Reputation: 2820
I am implementing an ETL job that migrates a non partitioned BigQuery Table to a partitioned one. To do so I use the Storage API from BigQuery. This creates a number of sessions to pull Data from. In order to route the BigQuery writes to the right partition I use the File Loads methods. Streaming inserts was not the option due to the limitation of 30 days. Storage Write API seems to be limited identifying the partition.
By residing to the File Load Method the Data are being written to GCS. The issue is that this takes too much time and there is the risk of the sessions to close.
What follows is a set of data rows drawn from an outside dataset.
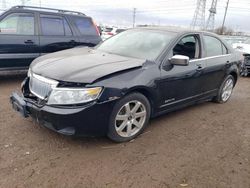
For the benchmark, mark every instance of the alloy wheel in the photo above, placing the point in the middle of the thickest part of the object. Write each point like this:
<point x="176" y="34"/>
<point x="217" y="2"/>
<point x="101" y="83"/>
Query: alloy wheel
<point x="130" y="118"/>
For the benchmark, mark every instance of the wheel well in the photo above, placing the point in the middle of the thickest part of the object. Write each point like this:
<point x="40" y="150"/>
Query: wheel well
<point x="234" y="74"/>
<point x="147" y="94"/>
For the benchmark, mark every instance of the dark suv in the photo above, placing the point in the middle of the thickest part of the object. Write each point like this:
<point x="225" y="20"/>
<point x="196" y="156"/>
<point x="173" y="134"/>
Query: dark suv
<point x="28" y="32"/>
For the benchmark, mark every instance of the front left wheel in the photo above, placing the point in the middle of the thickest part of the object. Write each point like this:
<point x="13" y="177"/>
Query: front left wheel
<point x="129" y="117"/>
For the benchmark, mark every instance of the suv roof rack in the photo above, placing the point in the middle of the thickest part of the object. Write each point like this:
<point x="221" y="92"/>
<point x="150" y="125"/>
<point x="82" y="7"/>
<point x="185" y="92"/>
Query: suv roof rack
<point x="48" y="9"/>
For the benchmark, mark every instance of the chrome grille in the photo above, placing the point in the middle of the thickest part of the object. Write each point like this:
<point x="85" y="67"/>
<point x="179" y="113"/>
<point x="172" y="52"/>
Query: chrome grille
<point x="41" y="86"/>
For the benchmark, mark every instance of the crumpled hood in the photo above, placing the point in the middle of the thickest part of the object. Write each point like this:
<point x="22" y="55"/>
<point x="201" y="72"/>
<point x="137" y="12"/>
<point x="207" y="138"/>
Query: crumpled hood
<point x="81" y="65"/>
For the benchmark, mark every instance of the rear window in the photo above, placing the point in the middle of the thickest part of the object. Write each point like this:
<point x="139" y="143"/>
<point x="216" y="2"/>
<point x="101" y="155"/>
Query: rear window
<point x="54" y="26"/>
<point x="85" y="26"/>
<point x="18" y="24"/>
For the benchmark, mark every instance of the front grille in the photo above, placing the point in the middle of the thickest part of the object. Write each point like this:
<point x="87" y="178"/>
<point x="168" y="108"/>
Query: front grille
<point x="41" y="86"/>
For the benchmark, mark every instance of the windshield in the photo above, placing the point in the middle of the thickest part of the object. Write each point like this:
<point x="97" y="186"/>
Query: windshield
<point x="247" y="41"/>
<point x="143" y="44"/>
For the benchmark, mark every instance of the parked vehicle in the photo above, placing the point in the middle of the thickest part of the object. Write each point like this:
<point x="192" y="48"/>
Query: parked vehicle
<point x="28" y="32"/>
<point x="117" y="87"/>
<point x="244" y="48"/>
<point x="110" y="31"/>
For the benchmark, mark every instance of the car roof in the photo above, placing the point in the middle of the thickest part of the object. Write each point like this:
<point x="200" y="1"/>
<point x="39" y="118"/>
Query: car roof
<point x="46" y="10"/>
<point x="177" y="30"/>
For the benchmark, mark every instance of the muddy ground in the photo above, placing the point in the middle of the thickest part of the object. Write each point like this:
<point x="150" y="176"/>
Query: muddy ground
<point x="204" y="146"/>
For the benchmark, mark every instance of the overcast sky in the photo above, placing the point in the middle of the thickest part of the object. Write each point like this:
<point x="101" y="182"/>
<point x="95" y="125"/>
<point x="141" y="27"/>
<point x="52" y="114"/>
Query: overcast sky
<point x="163" y="12"/>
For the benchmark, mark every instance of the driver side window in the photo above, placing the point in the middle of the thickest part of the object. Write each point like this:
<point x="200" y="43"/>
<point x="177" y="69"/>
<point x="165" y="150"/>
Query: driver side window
<point x="188" y="46"/>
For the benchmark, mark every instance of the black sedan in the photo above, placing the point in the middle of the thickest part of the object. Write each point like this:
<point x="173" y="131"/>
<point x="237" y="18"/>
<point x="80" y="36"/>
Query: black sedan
<point x="115" y="88"/>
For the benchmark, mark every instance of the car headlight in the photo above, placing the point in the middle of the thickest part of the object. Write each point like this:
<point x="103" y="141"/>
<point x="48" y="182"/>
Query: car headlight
<point x="66" y="96"/>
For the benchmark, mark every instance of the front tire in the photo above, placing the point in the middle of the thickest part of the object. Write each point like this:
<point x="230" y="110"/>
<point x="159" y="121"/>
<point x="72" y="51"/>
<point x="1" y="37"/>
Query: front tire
<point x="129" y="117"/>
<point x="225" y="90"/>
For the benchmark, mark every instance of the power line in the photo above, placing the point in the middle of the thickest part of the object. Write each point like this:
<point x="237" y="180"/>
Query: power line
<point x="198" y="21"/>
<point x="211" y="18"/>
<point x="134" y="14"/>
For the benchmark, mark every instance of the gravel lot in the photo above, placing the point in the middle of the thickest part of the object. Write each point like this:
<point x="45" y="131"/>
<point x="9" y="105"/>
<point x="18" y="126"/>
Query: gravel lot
<point x="204" y="146"/>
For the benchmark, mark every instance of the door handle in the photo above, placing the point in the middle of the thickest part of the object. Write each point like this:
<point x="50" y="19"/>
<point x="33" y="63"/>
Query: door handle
<point x="199" y="67"/>
<point x="28" y="42"/>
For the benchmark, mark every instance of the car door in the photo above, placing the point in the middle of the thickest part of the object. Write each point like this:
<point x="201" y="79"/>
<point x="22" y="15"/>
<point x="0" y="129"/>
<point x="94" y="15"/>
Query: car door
<point x="19" y="43"/>
<point x="55" y="34"/>
<point x="182" y="84"/>
<point x="217" y="61"/>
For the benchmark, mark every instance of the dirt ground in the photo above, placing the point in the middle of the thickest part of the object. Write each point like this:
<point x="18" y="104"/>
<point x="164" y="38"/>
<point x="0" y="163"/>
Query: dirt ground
<point x="204" y="146"/>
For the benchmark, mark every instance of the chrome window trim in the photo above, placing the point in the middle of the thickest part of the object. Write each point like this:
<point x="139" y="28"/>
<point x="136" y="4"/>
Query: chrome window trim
<point x="211" y="57"/>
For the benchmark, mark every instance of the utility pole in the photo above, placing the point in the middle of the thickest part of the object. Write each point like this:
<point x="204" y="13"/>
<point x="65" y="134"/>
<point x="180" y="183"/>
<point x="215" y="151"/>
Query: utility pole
<point x="198" y="21"/>
<point x="134" y="14"/>
<point x="4" y="4"/>
<point x="211" y="18"/>
<point x="222" y="28"/>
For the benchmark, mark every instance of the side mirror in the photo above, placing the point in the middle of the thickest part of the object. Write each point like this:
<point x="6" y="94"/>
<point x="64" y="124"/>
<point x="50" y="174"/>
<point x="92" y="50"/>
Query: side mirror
<point x="179" y="60"/>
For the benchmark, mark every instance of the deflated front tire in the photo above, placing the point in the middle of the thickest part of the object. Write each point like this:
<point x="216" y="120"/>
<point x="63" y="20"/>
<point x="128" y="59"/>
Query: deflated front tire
<point x="129" y="117"/>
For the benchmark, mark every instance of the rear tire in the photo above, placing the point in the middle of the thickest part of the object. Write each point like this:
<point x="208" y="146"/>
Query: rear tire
<point x="129" y="117"/>
<point x="225" y="90"/>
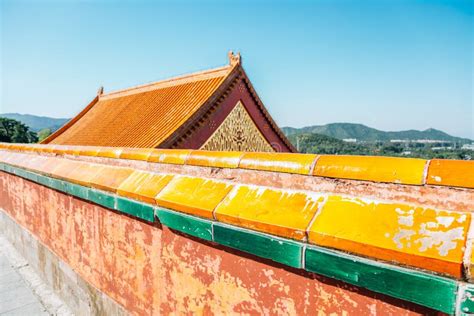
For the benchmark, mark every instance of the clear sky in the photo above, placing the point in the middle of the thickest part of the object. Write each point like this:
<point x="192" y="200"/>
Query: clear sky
<point x="392" y="65"/>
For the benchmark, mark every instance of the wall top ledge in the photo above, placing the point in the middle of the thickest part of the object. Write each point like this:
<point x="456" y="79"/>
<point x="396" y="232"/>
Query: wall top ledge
<point x="408" y="171"/>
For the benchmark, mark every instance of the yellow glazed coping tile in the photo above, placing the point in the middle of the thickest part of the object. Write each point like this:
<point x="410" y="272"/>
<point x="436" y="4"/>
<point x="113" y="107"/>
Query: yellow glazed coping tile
<point x="136" y="153"/>
<point x="50" y="165"/>
<point x="457" y="173"/>
<point x="65" y="168"/>
<point x="152" y="186"/>
<point x="127" y="188"/>
<point x="280" y="162"/>
<point x="84" y="173"/>
<point x="277" y="212"/>
<point x="47" y="148"/>
<point x="110" y="178"/>
<point x="144" y="186"/>
<point x="415" y="236"/>
<point x="87" y="151"/>
<point x="218" y="159"/>
<point x="170" y="156"/>
<point x="371" y="168"/>
<point x="110" y="152"/>
<point x="196" y="196"/>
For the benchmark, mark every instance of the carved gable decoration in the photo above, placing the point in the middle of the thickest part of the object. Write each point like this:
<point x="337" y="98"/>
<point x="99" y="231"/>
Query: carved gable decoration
<point x="238" y="132"/>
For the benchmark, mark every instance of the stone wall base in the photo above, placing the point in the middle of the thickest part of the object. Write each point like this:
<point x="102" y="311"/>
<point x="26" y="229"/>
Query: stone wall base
<point x="80" y="296"/>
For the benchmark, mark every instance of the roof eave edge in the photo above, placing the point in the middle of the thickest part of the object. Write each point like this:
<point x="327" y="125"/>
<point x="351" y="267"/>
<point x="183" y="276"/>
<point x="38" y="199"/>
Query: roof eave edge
<point x="71" y="122"/>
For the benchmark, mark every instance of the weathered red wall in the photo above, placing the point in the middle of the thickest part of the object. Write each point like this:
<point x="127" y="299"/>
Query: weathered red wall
<point x="153" y="270"/>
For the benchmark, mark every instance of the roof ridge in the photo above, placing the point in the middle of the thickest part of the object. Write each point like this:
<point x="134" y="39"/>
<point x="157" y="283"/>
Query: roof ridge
<point x="198" y="75"/>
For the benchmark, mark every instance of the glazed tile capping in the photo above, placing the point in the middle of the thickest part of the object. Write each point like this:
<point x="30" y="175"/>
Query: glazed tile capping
<point x="408" y="171"/>
<point x="407" y="234"/>
<point x="300" y="229"/>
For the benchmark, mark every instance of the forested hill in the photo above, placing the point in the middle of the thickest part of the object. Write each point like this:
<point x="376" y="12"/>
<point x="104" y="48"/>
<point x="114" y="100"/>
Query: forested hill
<point x="364" y="133"/>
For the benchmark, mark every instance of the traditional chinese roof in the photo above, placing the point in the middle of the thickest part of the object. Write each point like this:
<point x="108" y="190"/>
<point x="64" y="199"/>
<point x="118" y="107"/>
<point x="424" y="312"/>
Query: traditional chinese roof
<point x="165" y="113"/>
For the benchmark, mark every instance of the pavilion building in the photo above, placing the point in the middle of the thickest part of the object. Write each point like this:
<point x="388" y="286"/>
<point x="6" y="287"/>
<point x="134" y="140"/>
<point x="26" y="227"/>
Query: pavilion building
<point x="216" y="109"/>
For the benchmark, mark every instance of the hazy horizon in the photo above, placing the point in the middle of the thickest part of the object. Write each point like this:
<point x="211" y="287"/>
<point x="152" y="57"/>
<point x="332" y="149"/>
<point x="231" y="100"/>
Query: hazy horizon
<point x="388" y="65"/>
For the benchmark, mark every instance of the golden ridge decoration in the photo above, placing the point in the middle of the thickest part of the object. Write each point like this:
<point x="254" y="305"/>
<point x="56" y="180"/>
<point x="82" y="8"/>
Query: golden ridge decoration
<point x="238" y="132"/>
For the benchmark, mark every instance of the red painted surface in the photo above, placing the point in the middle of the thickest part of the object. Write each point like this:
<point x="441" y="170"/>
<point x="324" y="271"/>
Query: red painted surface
<point x="153" y="270"/>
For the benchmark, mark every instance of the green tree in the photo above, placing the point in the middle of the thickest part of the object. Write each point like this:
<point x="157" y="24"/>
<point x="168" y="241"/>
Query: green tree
<point x="45" y="132"/>
<point x="12" y="131"/>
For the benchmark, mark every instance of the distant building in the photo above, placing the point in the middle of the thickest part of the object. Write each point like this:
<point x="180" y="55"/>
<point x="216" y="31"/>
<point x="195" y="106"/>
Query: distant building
<point x="216" y="109"/>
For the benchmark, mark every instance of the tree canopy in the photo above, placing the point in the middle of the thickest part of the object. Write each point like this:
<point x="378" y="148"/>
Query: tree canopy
<point x="12" y="131"/>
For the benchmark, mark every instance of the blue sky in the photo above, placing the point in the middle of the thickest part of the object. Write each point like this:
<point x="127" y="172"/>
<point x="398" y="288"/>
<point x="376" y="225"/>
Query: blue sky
<point x="392" y="65"/>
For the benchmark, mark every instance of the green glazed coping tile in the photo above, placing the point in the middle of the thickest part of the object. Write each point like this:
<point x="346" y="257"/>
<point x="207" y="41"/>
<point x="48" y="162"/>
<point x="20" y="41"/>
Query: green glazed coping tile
<point x="135" y="208"/>
<point x="266" y="246"/>
<point x="44" y="180"/>
<point x="101" y="198"/>
<point x="422" y="288"/>
<point x="466" y="299"/>
<point x="187" y="224"/>
<point x="57" y="184"/>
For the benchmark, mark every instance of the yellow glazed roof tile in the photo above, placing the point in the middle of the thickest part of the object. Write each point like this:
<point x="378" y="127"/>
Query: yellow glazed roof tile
<point x="142" y="116"/>
<point x="415" y="236"/>
<point x="277" y="212"/>
<point x="370" y="168"/>
<point x="191" y="195"/>
<point x="458" y="173"/>
<point x="281" y="162"/>
<point x="219" y="159"/>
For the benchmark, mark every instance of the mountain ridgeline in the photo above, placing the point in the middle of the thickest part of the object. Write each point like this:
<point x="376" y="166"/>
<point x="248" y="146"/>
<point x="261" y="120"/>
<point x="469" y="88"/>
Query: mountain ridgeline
<point x="37" y="123"/>
<point x="364" y="133"/>
<point x="363" y="140"/>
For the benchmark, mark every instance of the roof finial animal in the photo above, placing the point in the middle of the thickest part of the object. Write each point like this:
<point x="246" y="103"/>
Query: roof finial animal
<point x="234" y="59"/>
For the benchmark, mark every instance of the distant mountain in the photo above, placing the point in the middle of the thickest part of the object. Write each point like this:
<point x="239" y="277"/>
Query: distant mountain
<point x="364" y="133"/>
<point x="37" y="123"/>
Behind the scenes the File Load Method is a complex one with multiple steps. For example writings to GCS and combining the entries to a destination/partition joined file.
Based on the Dataflow processes it seems that nodes can execute workloads on different parts of the pipeline.
How can I avoid the risk of the session closing? Is there a way for my Dataflow nodes to focus only on the critical part which is write to GCS first and once this is done, then focus on all the other aspects?
Upvotes: 1
Views: 206
Reputation: 656
You can do a Reshuffle
right before applying the write to BigQuery. In Dataflow, that will create a checkpoint, and a new stage in the job. The write to BigQuery would start when all steps previous to the reshuffle have finished, and in case of errors and retries, the job would backtrack to that checkpoint.
Please note that doing a reshuffle implies doing a shuffling of data, so there will be a performance impact.
Upvotes: 2